Certificates comes in several different file formats. Typically you will get 2 or 3 files:
- Certificate (.pem)
- Private key (.pem)
- (optional) Intermediary certificate (.pem)
Via an online tool such as this we can create a .pfx (or p12) file which can then be imported into a keystore via the JDK's keytool utility.
keytool -importkeystore -srckeystore cert.pfx -srcstoretype pkcs12 -destkeystore key-store-name.jks -deststoretype JKS
where:
- cert.pxf is the file obtained via the online tool
- pkcs12 specifies the file format of the .pfx/.p12 file
- key-store-name.jks is the name of our final keystore file
The keystore file is the one we're going to deploy in SmartFoxServer 2X, with these steps:
- copy the keystore to SFS2X/lib/jetty/etc;
- edit the jetty/start.d/ssl.ini file and configure the keystore file name and password.
This is an example of the ssl.ini
# # Initialize module ssl # --module=ssl ## SSL Keystore Configuration # define the port to use for secure redirection jetty.secure.port=8443 # Setup a demonstration keystore and truststore jetty.keystore=etc/myCertificate.jks jetty.truststore=etc/myCertificate.jks # Set the demonstration passwords. # Note that OBF passwords are not secure, just protected from casual observation # See http://www.eclipse.org/jetty/documentation/current/configuring-security-secure-passwords.html jetty.keystore.password=myPassword jetty.keymanager.password=myPassword jetty.truststore.password=myPassword
Since this file contains a password that is critical for the security of the system we recommend to make sure it is protected by adequate file permissions. The link in the comments provide additional information on how to obscure the password, if required.
Finally, to verify that the SSL certificate is working correctly, you can point your browser to https//:<your-host>:<ssl-port> and verify that your browser reports a successful connection (e.g. the green lock below).
» Platform specific notes
» Adobe Flash
The Flash IDE will always fail connecting with encryption to a local SmartFoxServer with a self-signed certificate. Similarly does the standalone Flash Player. The only way to test in such setup is to use the browser by pre-authorizing the domain, as explained previously in the article.
» Unity
In Unity the SmartFox.InitCrypto method must be executed as a coroutine, hence using MonoBehaviour.StartCoroutine method.

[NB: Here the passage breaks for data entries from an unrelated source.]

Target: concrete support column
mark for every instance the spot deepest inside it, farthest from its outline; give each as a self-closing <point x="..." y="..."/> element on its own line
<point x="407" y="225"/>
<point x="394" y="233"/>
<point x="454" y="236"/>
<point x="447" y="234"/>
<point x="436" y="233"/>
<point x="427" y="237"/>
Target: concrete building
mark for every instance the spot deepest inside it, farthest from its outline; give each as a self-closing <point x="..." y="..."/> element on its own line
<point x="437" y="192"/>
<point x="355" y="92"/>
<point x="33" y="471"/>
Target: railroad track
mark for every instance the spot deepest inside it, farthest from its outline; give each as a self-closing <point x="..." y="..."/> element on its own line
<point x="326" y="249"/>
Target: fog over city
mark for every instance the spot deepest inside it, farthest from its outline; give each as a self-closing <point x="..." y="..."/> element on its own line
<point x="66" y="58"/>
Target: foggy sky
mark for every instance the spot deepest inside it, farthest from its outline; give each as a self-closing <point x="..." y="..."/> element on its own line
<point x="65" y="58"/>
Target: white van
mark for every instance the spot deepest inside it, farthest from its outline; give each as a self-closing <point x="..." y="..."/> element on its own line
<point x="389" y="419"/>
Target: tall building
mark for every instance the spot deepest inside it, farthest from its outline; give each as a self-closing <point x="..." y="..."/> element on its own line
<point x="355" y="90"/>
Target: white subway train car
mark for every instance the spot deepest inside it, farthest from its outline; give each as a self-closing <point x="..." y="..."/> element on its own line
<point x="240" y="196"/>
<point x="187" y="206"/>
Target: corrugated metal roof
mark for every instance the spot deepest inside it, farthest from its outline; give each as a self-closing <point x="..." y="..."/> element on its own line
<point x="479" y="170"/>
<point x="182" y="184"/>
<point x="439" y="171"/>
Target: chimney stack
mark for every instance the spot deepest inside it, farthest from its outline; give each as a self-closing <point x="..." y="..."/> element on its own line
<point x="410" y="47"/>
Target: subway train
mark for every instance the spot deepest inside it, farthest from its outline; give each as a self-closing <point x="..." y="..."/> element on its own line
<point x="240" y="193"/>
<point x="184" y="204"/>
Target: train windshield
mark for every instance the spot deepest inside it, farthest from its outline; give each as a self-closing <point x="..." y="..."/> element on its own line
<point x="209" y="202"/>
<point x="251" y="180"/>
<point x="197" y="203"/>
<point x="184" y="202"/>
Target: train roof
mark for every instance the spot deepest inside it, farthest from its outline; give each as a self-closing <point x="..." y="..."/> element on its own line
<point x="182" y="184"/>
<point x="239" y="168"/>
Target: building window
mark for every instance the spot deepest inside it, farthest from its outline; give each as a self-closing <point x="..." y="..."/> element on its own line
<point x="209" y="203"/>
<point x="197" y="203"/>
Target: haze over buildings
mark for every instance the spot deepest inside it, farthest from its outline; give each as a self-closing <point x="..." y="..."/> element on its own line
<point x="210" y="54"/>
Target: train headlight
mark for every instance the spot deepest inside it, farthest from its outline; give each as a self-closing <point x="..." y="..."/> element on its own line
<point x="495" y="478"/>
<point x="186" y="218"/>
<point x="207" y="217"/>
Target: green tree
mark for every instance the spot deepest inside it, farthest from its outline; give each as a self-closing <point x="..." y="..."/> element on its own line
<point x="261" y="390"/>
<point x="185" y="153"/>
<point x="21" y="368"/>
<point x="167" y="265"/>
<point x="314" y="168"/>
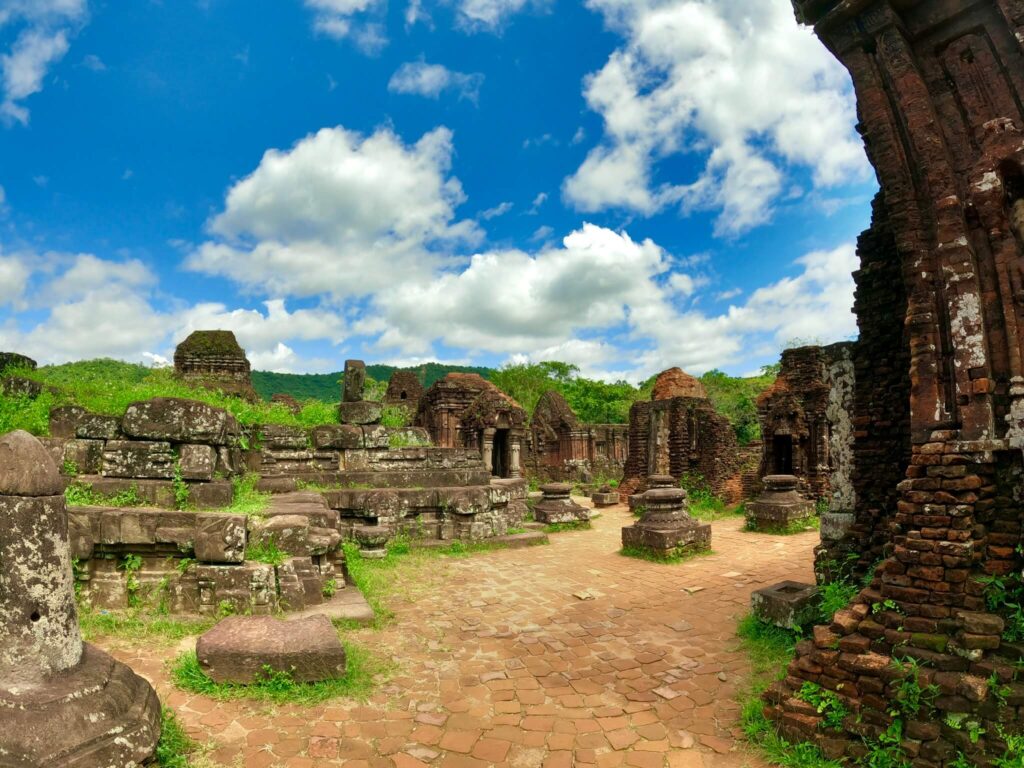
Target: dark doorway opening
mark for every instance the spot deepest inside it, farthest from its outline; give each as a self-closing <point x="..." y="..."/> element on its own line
<point x="782" y="451"/>
<point x="500" y="454"/>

As this is not supported in Windows Store (SDK 8.1, Phone 8.1, Universal 8.1) applications, when building for this platform a conditional statement is required as in the following example:
// Initialize encrypted connection #if UNITY_WINRT && !UNITY_EDITOR sfs.InitCrypto(); #else StartCoroutine(sfs.InitCrypto()); #endif
For Windows Store IL2CPP builds, change the conditional compilation above as described in this post.
» Unity WebPlayer
Do not use Socket.PrefetchPolicy in your code.
It forces to use an IP address instead of a domain name, which is needed if you want to use SSL, since the certificate is (typically) bound to the domain name.
Instead you can let the WebPlayer auto-fetch the cross-domain policy from the default TCP port 843. In order to do this you will need to add a listener for such port in the SFS2X AdminTool > Server Configurator.
For Linux / Mac OS X users, this requires running the server as root, since port 843 is within the 0-1024 range.
This method is not available when building for WebGL: use WSS connection instead.
» Unity WebGL
The SmartFox.InitCrypto method is not available when building for WebGL: use WSS connection instead (see SmartFox(UseWebSocket useWebSocket) constructor API documentation).